In a recent publication (Arzheimer & Evans 2014), we propose a new multinomial measure B for bias in opinion surveys. We also supply a suite of ado files for Stata, surveybias, which plugs into Stata’s framework for estimation programs and provides estimates for this and other measures along with their standard errors. This is the first instalment in a mini series of posts that show how our commands can be used with real-world data. Here, we analyse the quality of a single French pre-election poll.
Installing surveybias for Stata
You can install surveybias directly from this website (
net from https://www.kai-arzheimer.com/stata), but it may more convenient to install from SSC
ssc install surveybias
Assessing Bias in Presidential Pre-Election Surveys
. use onefrenchsurvey
The French presidential campaign of 2012 attracted considerable political interest. Accordingly, numerous surveys were fielded. onefrenchsurvey.dta (included in our package) contains data from one of them, taken a couple of weeks before the actual election. The command I will discuss in this post is called (*drumroll*) surveybias and is the main workhorse in our package. surveybias needs exactly one variable as a mandatory argument: the voting intention as measured in the survey, which is appropriately called “vote” in this example. Moreover, surveybias requires an option through which must submit the true distribution of this variable. Absolute or relative frequencies will do just as well as percentages, since surveybias will automatically rescale any of them.
Ten candidates stood in the first round of the French presidential election in 2012, but only two of them would progress to the run-off. While surveybias can handle variables with up to twelve categories, requesting estimates for very small parties increases the computational burden, may lead to numerically unstable estimates and is often of little substantive interest. In onefrenchsurvey.dta support for the two-lowest ranking candidates has therefore been recoded to a generic “other” category. The first-round results, which serve as a yardstick for the accuracy of the poll, are submitted in
popvalues(). For other options, have a look at the documentation.

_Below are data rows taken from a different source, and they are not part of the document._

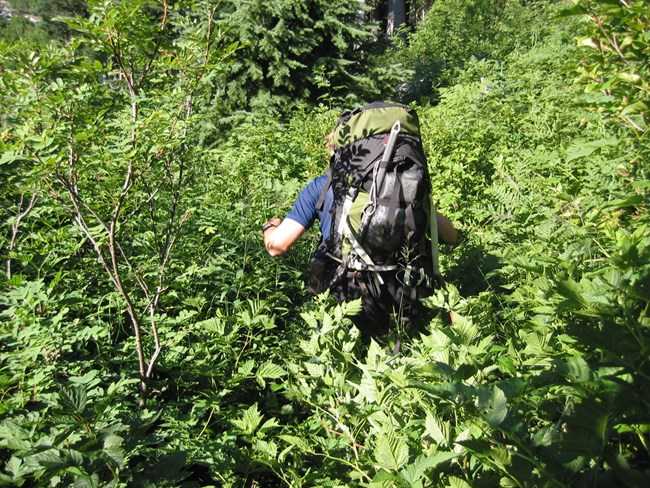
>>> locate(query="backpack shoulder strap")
[316,166,332,210]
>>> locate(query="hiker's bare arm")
[264,217,306,256]
[436,212,458,244]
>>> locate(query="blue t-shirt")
[287,175,334,240]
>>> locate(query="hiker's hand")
[262,217,282,234]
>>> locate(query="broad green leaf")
[59,385,87,414]
[424,412,451,446]
[230,403,263,435]
[399,452,458,486]
[374,430,409,470]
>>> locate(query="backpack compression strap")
[429,195,444,283]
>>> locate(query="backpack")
[310,102,441,302]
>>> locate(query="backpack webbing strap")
[429,195,442,278]
[316,166,332,210]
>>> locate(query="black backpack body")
[310,102,439,332]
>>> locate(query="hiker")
[262,102,457,340]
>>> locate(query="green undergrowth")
[0,1,650,488]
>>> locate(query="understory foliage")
[0,0,650,488]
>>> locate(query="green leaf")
[400,452,459,486]
[59,385,87,414]
[479,386,508,427]
[424,412,451,446]
[374,431,409,470]
[230,403,263,435]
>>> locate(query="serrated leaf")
[484,386,508,427]
[256,361,287,379]
[59,385,87,414]
[374,431,409,470]
[400,452,458,486]
[424,412,451,445]
[253,439,278,459]
[230,403,263,435]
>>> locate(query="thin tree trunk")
[386,0,406,36]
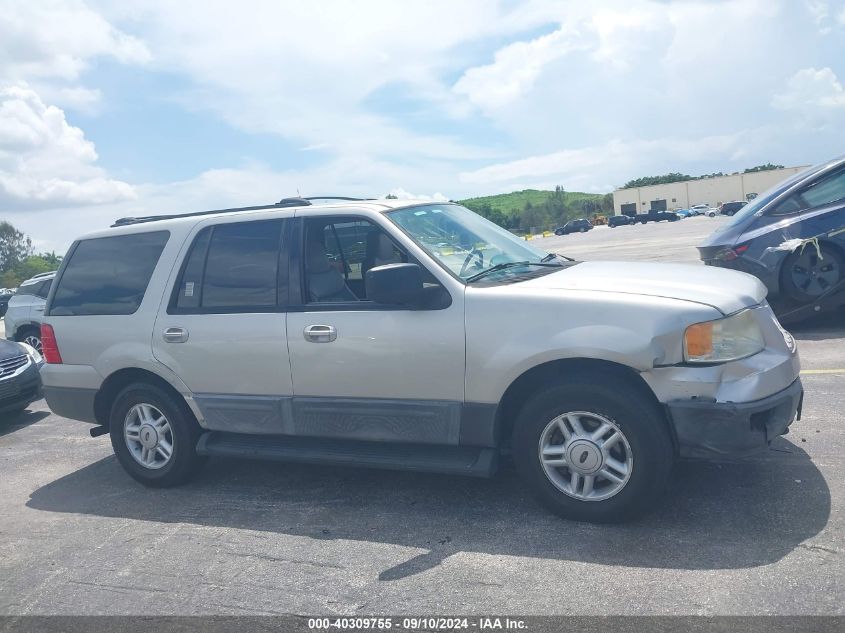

. surveybias vote, popvalues(28.6 27.18 17.9 9.13 11.1 2.31 1.15 1.79 0.8) ______________ ________________________________________________________________ vote Coef. Std. Err. z P>|z| [95% Conf. Interval] ______________ ________________________________________________________________ A´ Hollande -.0757639 .0697397 -1.09 0.277 -.2124512 .0609233 Sarkozy .0477294 .0689193 0.69 0.489 -.0873499 .1828087 LePen -.0559812 .0823209 -0.68 0.496 -.2173271 .1053648 Bayrou .3057213 .0953504 3.21 0.001 .1188379 .4926047 Melenchon -.0058251 .0988715 -0.06 0.953 -.1996096 .1879594 Joly -.0913924 .2154899 -0.42 0.671 -.5137449 .33096 Poutou -.8802476 .4482915 -1.96 0.050 -1.758883 -.0016125 DupontAigna -.5349338 .3031171 -1.76 0.078 -1.129032 .0591648 other .1841789 .3177577 0.58 0.562 -.4386147 .8069724 ______________ ________________________________________________________________ B B .2424193 .0767485 3.16 0.002 .0919949 .3928437 B_w .0965423 .039022 2.47 0.013 .0200605 .1730241 ______________ ________________________________________________________________ Ho: no bias Degrees of freedom: 8 Chi-square (Pearson) = 18.695468 Pr (Pearson) = .01657592 Chi-square (LR) = 19.540804 Pr (LR) = .01222022
The top panel lists the Ai′ for the first eight candidates plus the “other” category alongside their standard errors, z- and p-values, and confidence intervals. Ai is a party-specific, multi-party version of Martin, Traugott, and Kennedy’s measure A and reflects bias for/against any specific party. By conventional standards (p ≤ 0.05), only two of these values are significantly different from zero: Support for François Bayrou was overestimated (A4′ = 0.31) while support for Philippe Poutou was underestimated (A7′ = –0.88).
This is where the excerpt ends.